Eski bir hanın giriş katına bir-iki yıl önce açılan Anatoli Cafe‘nin menüsü, yolun karşısına kadar taşmış. Ayaklı bir düzeneğe kurulan menünün başındaki lamba karanlık çökünce yanıyor ve gelen geçen akşama ne piştiğini rahatlıkla inceleyebiliyor. Bu tuhaf fikir, bir tür ‘turist kapma’ yöntemi olsa da sokağa hareketlilik katmış. Ticarethane Sokak‘la Çatalçeşme Sokak‘ın kesiştiği köşede, 42 No‘lu Ülker Bakkaliyesi de (Abdullah Cevdet‘in yaşadığı İçtihad Evi‘nin giriş katı) değişimden nasibini almış, tadilat geçiriyor. Şimdiki işletmecisi Cesim Kaya.

Çatalçeşme Sokak‘ın havasını değiştiren White House Otel

Çatalçeşme Sk., yayıncıların en yoğun yer aldığı bölge. 20 gün önce açılan White House Hotel, bembeyaz renkli Roma mimarisi tarzındaki dış cephesiyle sokağın çehresini hemen farklılaştırmış. 22 odalı, 50 yatak kapasiteli butik bir otel.

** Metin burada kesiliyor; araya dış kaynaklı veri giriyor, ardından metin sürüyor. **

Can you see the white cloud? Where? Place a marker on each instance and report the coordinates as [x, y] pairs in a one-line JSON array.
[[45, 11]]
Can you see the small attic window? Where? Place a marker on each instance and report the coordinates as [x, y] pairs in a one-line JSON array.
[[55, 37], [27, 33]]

Geceliği 50 Euro. Oteli, Harun Çadırcı, Ümit Gün ve Yılmaz Kocakaya adlı üç arkadaş 10 yıllığına kiralamış. Üçü de genç ve girişimci. Harun Çadırcı, 1997 yılında İstanbul‘a gelmiş ve Fındıkzade‘deki Mola Otel‘de komiliğe başlamış. Sonra belboy olarak mesleğine devam etmiş. Çadırcı, "Turizmi çok sevdiğim için Sultanahmet‘te bu işi yapmaya karar verdim. Sirkeci‘de Safir Otel‘de 11 yıl çalıştım. Daha sonra Ümit Bey‘le APex adlı batmak üzere olan bir butik otel kiraladık. 2005 yılıydı. İki arkadaş burayı kalkındırdık. Sonra sahibi Mustafa Horozoğlu ile aramızda anlaşmazlık çıktı, ayrıldık ve burayı kiraladık. Dekorasyonuna kadar her şeyi biz yaptık." diyor.

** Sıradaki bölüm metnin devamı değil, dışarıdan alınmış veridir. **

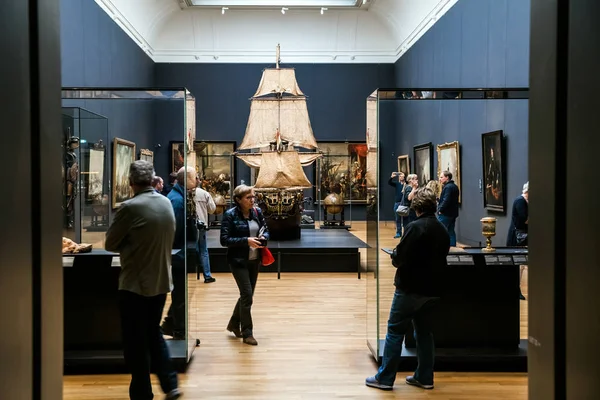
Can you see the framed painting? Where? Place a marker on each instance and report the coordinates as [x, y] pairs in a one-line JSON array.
[[123, 156], [494, 171], [404, 164], [343, 169], [449, 160], [147, 155], [95, 175], [423, 163], [214, 164]]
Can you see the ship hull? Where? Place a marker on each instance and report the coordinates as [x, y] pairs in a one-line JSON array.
[[283, 213]]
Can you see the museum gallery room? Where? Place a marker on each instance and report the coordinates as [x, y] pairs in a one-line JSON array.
[[293, 199]]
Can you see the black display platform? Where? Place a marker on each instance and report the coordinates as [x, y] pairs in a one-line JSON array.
[[469, 359], [476, 324], [92, 325], [316, 251]]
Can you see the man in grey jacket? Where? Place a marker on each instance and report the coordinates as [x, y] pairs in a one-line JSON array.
[[204, 205], [142, 232]]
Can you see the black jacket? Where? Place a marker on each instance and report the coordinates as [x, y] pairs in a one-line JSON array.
[[421, 257], [448, 205], [235, 233]]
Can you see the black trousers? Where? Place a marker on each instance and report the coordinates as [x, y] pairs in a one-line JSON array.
[[245, 276], [176, 314], [144, 348]]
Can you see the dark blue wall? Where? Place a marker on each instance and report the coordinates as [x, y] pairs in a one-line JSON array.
[[96, 52], [477, 43]]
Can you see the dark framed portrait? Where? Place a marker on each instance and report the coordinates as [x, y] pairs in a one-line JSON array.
[[404, 164], [494, 171], [214, 163], [423, 163], [343, 170]]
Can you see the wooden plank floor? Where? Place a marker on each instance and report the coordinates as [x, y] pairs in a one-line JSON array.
[[311, 330]]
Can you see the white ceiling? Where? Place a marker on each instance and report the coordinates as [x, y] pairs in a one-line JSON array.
[[189, 31]]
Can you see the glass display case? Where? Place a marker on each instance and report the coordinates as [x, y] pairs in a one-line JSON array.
[[426, 132], [104, 131], [85, 175], [216, 169], [340, 182]]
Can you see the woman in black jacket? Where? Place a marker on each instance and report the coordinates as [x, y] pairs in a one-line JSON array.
[[519, 224], [244, 232]]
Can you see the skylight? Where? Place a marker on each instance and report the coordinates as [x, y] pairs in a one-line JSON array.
[[276, 3]]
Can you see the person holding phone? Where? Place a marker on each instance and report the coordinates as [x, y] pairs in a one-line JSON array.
[[244, 232]]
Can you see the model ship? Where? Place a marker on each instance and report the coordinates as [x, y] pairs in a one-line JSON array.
[[278, 126]]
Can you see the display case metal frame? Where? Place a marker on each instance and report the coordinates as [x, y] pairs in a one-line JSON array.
[[91, 279], [375, 310]]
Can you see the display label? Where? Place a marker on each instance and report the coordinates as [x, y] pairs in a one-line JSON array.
[[498, 260], [459, 260], [466, 260], [520, 259]]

Nuri Tezer‘in kızları, babalarının mirasını korumaya kararlı

White House Otel‘in yanı başındaki MNG kargonun üstüne de Mimar Sinan adıyla yeni bir otel yapılıyor. Sahibi Nuh’un Gemisi Halıcılık‘ın kurucusu Ali Bey. Onun yanındaki yeşil renkli Nazım Tezer Apartmanı‘nda Selis başta olmak üzere birkaç yayınevi var. Bu bina, otel yapmak isteyen sermaye sahiplerinin gözdesi. Şimdiki sahipleri Nuri Tezer‘in iki kızı, kendilerine teklif edilen milyarlarca lirayı reddetmiş, babalarının mirasını sonuna kadar saklamaya kararlılar.